Code for: Rapid UPF1 depletion illuminates the temporal dynamics of the NMD-regulated human transcriptome
This repository contains the scripts for the project:
Rapid UPF1 depletion illuminates the temporal dynamics of the NMD-regulated human transcriptome
(available as bioRxiv preprint)
- This repository primarily aims to provide transparent insight into the high-throughput analysis steps used in the study of UPF1 depletion via conditional degron tags (CDT) in human cells.
⚠️ NOTE: The complete pipeline and individual scripts are currently not optimized to run on different computing infrastructures in a standardized/portable manner. This means that all required packages have to be installed manually and configured accordingly to reproduce the results. - Additionally, all R scripts used for analyses and to create the plots are available. UPF1_NMDRHT_Analysis.R is the top level file.
- Combined with the "Resources", which can be obtained from Zenodo, the R scripts should allow reproducing all intermediate analyses and plots.
- NOTE: The Resources were obmitted from this repository due to their large filesize.
- The Resources contain pre-analyzed and intermediate output data.
- The combination of scripts and resources requires the following local folder structure to work properly:
2025_UPF1_NMDRHT/ ├── Resources/ // Contents from the Resources.zip from Zenodo │ ├── bakR/ // First resource folder │ └── ... // Other resource folders ├── Plots/ // Output for analyses plots │ ├── Figure1/ // Plots for Figure1 │ └── ... // Other Plots folders ├── .../ // Other folders from GitHub, e.g. "Analyses" or "Tables" ├── UPF1_NMDRHT_Analysis.R // Top-level R analysis script └── ... // Other R analysis scripts
- For immediate exploration, the finalized and styled Excel MainTables for Gene- and Transcript-level analyses can be used, which are found here.
-
Complete analysis of multiple RNA-Seq datasets (provided in FASTQ format; see here for dataset overview and here for individual sample identification), mapped to Gencode v42 / GRCh38.primary_assembly supplemented with SIRVomeERCCome (from Lexogen; download) using STAR (short-read) or minimap2 (long-read).
-
Transcript quantification was performed using Salmon in mapping-based mode with a decoy-aware transcriptome index (either GENCODE.v42 or consolidated NMDRHT.v1.2) and the options --numGibbsSamples 30 --useVBOpt --gcBias --seqBias
-
Differential gene expression (DGE) was analyzed via DESeq2 or swish, differential transcript expression (DTE) via edgeR, differential transcript usage (DTU) via IsoformSwitchAnalyzeR and alternative splicing (AS) via LeafCutter.
-
The main pre-revision CRSA_V009.sh or post-revision Bash script CRSA_V010.sh runs the complete pipeline for standard short-read RNA-Seq data or individual modules using the options (see CRSA_V010.sh -h) and requires a design file specifying the following:
- reference type (gencode.v42.SIRVomeERCCome was used in this study)
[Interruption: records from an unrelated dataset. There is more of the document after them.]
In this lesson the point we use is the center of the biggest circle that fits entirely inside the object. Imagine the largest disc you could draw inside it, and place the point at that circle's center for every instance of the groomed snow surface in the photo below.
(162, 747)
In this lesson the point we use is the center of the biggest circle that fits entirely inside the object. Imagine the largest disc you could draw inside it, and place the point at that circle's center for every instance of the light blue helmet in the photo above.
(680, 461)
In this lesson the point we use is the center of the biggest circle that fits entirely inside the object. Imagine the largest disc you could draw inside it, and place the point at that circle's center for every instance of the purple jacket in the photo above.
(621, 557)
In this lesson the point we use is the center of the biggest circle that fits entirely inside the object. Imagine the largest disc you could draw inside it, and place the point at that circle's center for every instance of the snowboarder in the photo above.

- sequencing design (single- or paired-end reads)
- study name
- folder locations (srvdir for raw file locations, mydir for analyses output)
- location of the experiment file which specifies sample IDs and condition
-
Please see the provided design.txt file example for more information concerning this design file. An example for the tab-delimited experiment.txt file is provided as well. Please see the comments in CRSA_V009.sh or CRSA_V010.sh for further instructions
-
To run/reproduce the complete analysis script, many modules require specific tools. Please make sure you have the following tools installed and configured if required:
- STAR - version 2.7.10b was used for the analyses - with genome indices generated using GRCh38.primary.SIRVomeERCCome.fa and gencode.v42.SIRVomeERCCome.annotation.gtf (both reference files can be found here). The following code was used for genome index generation:
STAR --runMode genomeGenerate --runThreadN 15 --genomeDir /home/volker/reference/gencode.v42.SIRVomeERCCome --genomeFastaFiles /home/volker/reference/Gencode/GRCh38.primary.SIRVomeERCCome.fa --sjdbGTFfile /home/volker/reference/Gencode/gencode.v42.SIRVomeERCCome.annotation.gtf --sjdbOverhang 99
- Alfred - version v0.2.6 was used for the analyses
- samtools - version 1.16.1 (using htslib 1.16) was used for the analyses
- IGV tools - version 2.14.1 or 2.17.2 was used for the analyses - make sure you have the gencode.v42.SIRVomeERCCome.chrom.sizes file (can be found here) located in /PATH/TO/IGV/lib/genomes
- Salmon - version v1.9.0 was used for the analyses - with an index generated using gentrome.v42.SIRV.ERCC.fa.gz and decoys.txt (can be found here). A separate conda environment was created for Salmon. The following code was used for index generation:
salmon index -t /home/volker/reference/Gencode/gentrome.v42.SIRV.ERCC.fa.gz -d /home/volker/reference/Gencode/decoys.txt -p 12 -i /home/volker/reference/Transcriptome/gencode.v42.SIRVomeERCCome --gencode
- DESeq2 - version 1.40.1 was used for the analyses. The tx2gene file used for the analyses can be found here
- IsoformSwitchAnalyzeR - version 1.18.0 was used for the analyses.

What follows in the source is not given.